I was recently alerted to an article that described a magical video decoding engine. The site has a history of making odd conclusions based on their observations, so naturally, I was a bit skeptical about the claims that were relayed to me by a colleague. Basically, the CPU load dropped dramatically, and the GPU load stayed the same. This sounded almost too good to be true, so I did some casual tests here (again).

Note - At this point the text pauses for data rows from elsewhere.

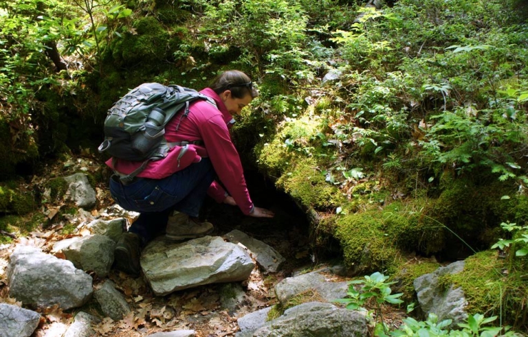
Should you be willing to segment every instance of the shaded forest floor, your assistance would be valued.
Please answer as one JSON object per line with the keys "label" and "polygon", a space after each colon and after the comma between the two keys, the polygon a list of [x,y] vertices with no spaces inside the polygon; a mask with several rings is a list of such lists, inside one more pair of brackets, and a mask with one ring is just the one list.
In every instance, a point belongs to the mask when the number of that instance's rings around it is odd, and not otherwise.
{"label": "shaded forest floor", "polygon": [[[66,176],[77,172],[94,174],[105,170],[92,156],[71,158],[45,167],[42,174],[36,174],[20,188],[41,188],[54,177]],[[103,172],[102,176],[107,175]],[[296,208],[285,195],[270,188],[258,174],[248,174],[248,185],[256,205],[276,212],[273,219],[257,219],[243,216],[236,207],[208,200],[202,216],[215,225],[214,235],[222,235],[239,229],[276,249],[286,258],[282,270],[274,274],[263,274],[257,268],[247,281],[239,283],[244,294],[238,305],[230,309],[223,305],[226,295],[225,284],[211,284],[187,290],[175,292],[164,297],[156,297],[142,277],[136,279],[111,270],[109,277],[125,296],[132,308],[131,314],[122,320],[113,321],[104,318],[97,301],[94,299],[82,307],[63,311],[55,307],[36,309],[42,315],[41,324],[34,337],[62,336],[72,323],[73,317],[80,310],[102,318],[96,327],[99,336],[140,336],[161,331],[192,329],[197,336],[234,336],[239,330],[236,318],[245,314],[276,303],[273,287],[284,277],[302,270],[310,270],[322,265],[315,261],[308,242],[308,225],[305,215]],[[132,222],[137,213],[124,211],[116,207],[106,183],[97,184],[97,206],[90,211],[77,209],[74,214],[63,212],[71,205],[65,201],[44,202],[36,212],[45,216],[45,220],[27,233],[14,233],[12,242],[3,244],[0,253],[0,301],[16,303],[16,299],[8,294],[6,269],[10,255],[17,245],[30,245],[50,253],[57,242],[72,236],[89,234],[87,224],[94,220],[111,220],[124,216]],[[31,217],[31,215],[27,216]],[[14,229],[19,229],[13,227]],[[56,256],[64,258],[60,253]],[[92,274],[95,288],[104,279]],[[228,295],[228,297],[229,295]],[[19,305],[21,303],[19,303]]]}

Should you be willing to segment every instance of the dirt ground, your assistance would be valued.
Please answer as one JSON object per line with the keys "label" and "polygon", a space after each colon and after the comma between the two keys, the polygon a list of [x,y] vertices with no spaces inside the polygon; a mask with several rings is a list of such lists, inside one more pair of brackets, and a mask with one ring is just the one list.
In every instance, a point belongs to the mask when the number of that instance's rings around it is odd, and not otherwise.
{"label": "dirt ground", "polygon": [[[98,162],[90,156],[72,159],[66,163],[56,164],[45,170],[45,174],[34,176],[25,183],[25,188],[42,186],[52,176],[65,176],[74,172],[97,172],[102,170]],[[276,249],[286,258],[282,270],[274,274],[265,275],[256,268],[249,279],[239,283],[245,294],[235,307],[226,308],[223,304],[222,294],[225,284],[212,284],[193,289],[178,291],[164,297],[154,296],[142,277],[133,279],[129,275],[111,270],[108,278],[114,281],[118,289],[125,296],[132,312],[119,321],[103,318],[95,327],[98,336],[144,336],[157,332],[177,329],[195,330],[198,337],[231,336],[239,331],[236,319],[245,314],[276,303],[273,287],[284,277],[302,269],[316,266],[316,258],[309,248],[308,224],[305,214],[287,196],[277,192],[272,184],[264,181],[258,174],[247,175],[248,187],[253,200],[258,207],[273,210],[273,219],[257,219],[245,216],[236,208],[206,200],[201,218],[215,226],[212,235],[221,235],[233,229],[239,229],[250,236],[261,240]],[[122,216],[122,213],[112,206],[106,184],[96,188],[98,205],[89,211],[79,210],[66,219],[54,221],[65,204],[45,204],[39,211],[47,217],[46,224],[37,227],[25,237],[16,235],[10,244],[0,248],[0,301],[17,303],[16,299],[8,295],[6,267],[8,258],[16,245],[32,245],[51,251],[52,245],[61,240],[76,235],[89,234],[86,225],[95,219],[110,220]],[[129,222],[134,214],[128,215]],[[63,229],[67,224],[74,224],[75,232],[65,235]],[[45,227],[45,228],[43,228]],[[64,257],[60,254],[58,257]],[[96,275],[96,288],[104,279]],[[21,305],[20,303],[18,303]],[[98,303],[92,299],[82,307],[63,311],[54,307],[34,308],[41,313],[41,323],[32,337],[60,336],[79,311],[85,311],[104,317]]]}

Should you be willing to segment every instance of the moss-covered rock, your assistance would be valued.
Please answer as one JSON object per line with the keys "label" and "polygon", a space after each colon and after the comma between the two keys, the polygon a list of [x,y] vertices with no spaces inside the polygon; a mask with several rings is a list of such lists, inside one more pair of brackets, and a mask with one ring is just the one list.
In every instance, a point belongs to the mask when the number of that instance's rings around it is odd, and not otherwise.
{"label": "moss-covered rock", "polygon": [[462,288],[469,314],[500,316],[503,324],[519,328],[528,316],[528,284],[522,270],[508,273],[507,262],[496,251],[480,252],[466,259],[461,272],[446,275],[442,282]]}
{"label": "moss-covered rock", "polygon": [[135,34],[128,33],[113,46],[113,58],[127,65],[151,65],[168,56],[170,36],[154,16],[142,18],[134,23]]}
{"label": "moss-covered rock", "polygon": [[45,185],[44,198],[49,197],[48,202],[62,200],[68,189],[68,183],[63,178],[50,179]]}
{"label": "moss-covered rock", "polygon": [[355,274],[387,270],[402,263],[402,254],[383,231],[383,217],[375,211],[344,215],[336,222],[345,264]]}
{"label": "moss-covered rock", "polygon": [[326,182],[311,159],[292,163],[291,171],[283,174],[276,185],[307,208],[318,210],[335,209],[346,203],[339,189]]}
{"label": "moss-covered rock", "polygon": [[[21,121],[30,123],[29,120]],[[16,126],[16,123],[12,125]],[[7,179],[16,172],[16,165],[35,160],[38,147],[33,130],[10,126],[0,120],[0,179]]]}
{"label": "moss-covered rock", "polygon": [[0,212],[23,215],[34,211],[37,205],[32,191],[0,185]]}
{"label": "moss-covered rock", "polygon": [[394,275],[396,284],[394,286],[394,292],[402,292],[404,295],[402,299],[405,303],[410,303],[416,300],[416,291],[413,282],[420,276],[430,274],[441,265],[434,261],[421,259],[410,259],[404,264],[399,266],[399,270]]}

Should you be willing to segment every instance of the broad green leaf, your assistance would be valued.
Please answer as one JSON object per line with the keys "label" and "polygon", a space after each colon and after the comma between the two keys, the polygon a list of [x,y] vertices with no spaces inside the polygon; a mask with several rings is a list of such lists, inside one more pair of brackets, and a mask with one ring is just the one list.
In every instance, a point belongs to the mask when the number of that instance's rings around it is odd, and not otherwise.
{"label": "broad green leaf", "polygon": [[474,316],[470,315],[470,316],[468,317],[468,327],[475,334],[478,332],[478,323],[477,323],[476,319],[475,319]]}
{"label": "broad green leaf", "polygon": [[126,18],[126,17],[130,16],[130,14],[132,14],[132,10],[130,10],[129,8],[125,8],[119,12],[119,15],[118,15],[118,19],[122,19],[122,18]]}

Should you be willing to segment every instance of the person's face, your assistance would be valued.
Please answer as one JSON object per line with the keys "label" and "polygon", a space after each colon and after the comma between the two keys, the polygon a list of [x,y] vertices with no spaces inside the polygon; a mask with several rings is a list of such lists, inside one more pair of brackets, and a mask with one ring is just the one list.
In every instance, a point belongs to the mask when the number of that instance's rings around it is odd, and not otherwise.
{"label": "person's face", "polygon": [[234,98],[231,95],[230,90],[226,90],[222,93],[221,98],[229,113],[236,115],[240,115],[242,109],[253,100],[249,93],[242,98]]}

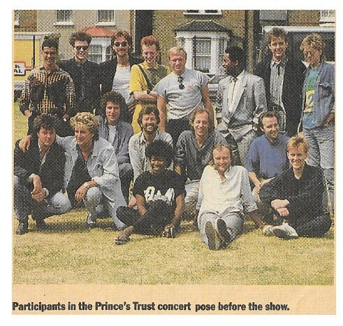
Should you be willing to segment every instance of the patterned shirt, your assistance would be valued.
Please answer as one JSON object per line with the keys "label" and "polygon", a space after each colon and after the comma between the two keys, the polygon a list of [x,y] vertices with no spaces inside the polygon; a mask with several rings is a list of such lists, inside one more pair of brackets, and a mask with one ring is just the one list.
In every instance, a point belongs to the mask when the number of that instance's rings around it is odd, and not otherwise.
{"label": "patterned shirt", "polygon": [[34,69],[24,85],[19,107],[37,113],[73,115],[75,89],[70,75],[58,66],[49,72],[44,67]]}

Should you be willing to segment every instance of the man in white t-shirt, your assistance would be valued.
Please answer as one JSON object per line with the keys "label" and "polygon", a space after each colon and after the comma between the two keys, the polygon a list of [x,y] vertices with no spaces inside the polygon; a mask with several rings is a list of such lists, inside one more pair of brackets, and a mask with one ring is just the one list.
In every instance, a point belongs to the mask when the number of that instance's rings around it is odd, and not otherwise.
{"label": "man in white t-shirt", "polygon": [[[179,135],[189,129],[189,117],[198,107],[205,107],[213,117],[208,92],[209,77],[205,73],[186,68],[187,54],[180,47],[169,50],[172,73],[162,78],[154,88],[157,93],[159,129],[166,131],[176,144]],[[167,104],[168,114],[167,114]],[[210,119],[213,121],[213,119]]]}

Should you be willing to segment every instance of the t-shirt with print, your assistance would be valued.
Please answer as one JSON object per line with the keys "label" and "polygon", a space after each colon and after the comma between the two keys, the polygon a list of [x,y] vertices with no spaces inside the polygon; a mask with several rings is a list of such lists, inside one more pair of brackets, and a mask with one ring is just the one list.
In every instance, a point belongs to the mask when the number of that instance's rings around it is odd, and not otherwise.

I am not thrilled about downloading a 2 GB installer that messes up my PC when I uninstall it, and running things in a VM would not be an honest test. Nor am I about to buy a new Intel PC to test this out (my next PC will be a Ryzen based system), so all tests are done with readily available tools: FFMpeg and GPU-Z. I believe that Intel wrote the QSV version of the h264 decoder, so I guess it’s as good as it gets.
Tests were done on an old 3770K, 32 GB RAM, Windows 7 with a GeForce 670 dedicated GPU. The 3770K comes with the Intel HD Graphics 4000 integrated graphics solution that supports Quick Sync.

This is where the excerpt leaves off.